Caching
Grimp uses a file-based cache to speed up subsequent builds of the graph:
>>> build_graph("somepackage", "anotherpackage") # Writes to a cache for the first time.
...
>>> build_graph("somepackage", "anotherpackage") # Second time it's run, it's much quicker.
What is cached?
Grimp caches the imports discovered through static analysis of the packages when it builds a graph.
It does not cache the results of any methods called on a graph, e.g. find_downstream_modules
.
Separate caches of imports are created depending the arguments passed to build_graph
. For example,
the following invocations will each have a separate cache and will not be able to make use of each
other’s work:
build_graph("mypackage")
build_graph("mypackage", "anotherpackage")
build_graph("mypackage", "anotherpackage", include_external_packages=True)
build_graph("mypackage", "anotherpackage", exclude_type_checking_imports=True)
Grimp can make use of cached results even if some of the modules change.

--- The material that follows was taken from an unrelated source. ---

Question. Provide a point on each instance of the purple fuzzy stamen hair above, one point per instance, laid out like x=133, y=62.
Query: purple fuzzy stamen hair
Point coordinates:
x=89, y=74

For example,
if mypackage.foo
is changed, but all the other modules within mypackage
are left
untouched, Grimp will only need to rescan mypackage.foo
. This can have a significant
speed up effect when analysing large codebases in which only a small subset of files change
from run to run.
Grimp determines whether or not it needs to rescan a file based on its last modified time. This makes it very effective for local development, but is less effective in environments that reinstall the package under analysis between each build of the graph (e.g. on a continuous integration server).
Location of the cache
Cache files are written, by default, to a .grimp_cache
directory
in the current working directory. This directory can be changed by passing
cache_dir
to the build_graph
function, e.g.:
graph = grimp.build_graph("mypackage", cache_dir="/path/to/cache")
Disabling caching
To skip using (and writing to) the cache, pass cache_dir=None
to build_graph
:
graph = grimp.build_graph("mypackage", cache_dir=None)
Concurrency
Caching isn’t currently concurrency-safe. Specifically, if you have two concurrent processes writing to the same cache files, you might experience incorrect behaviour.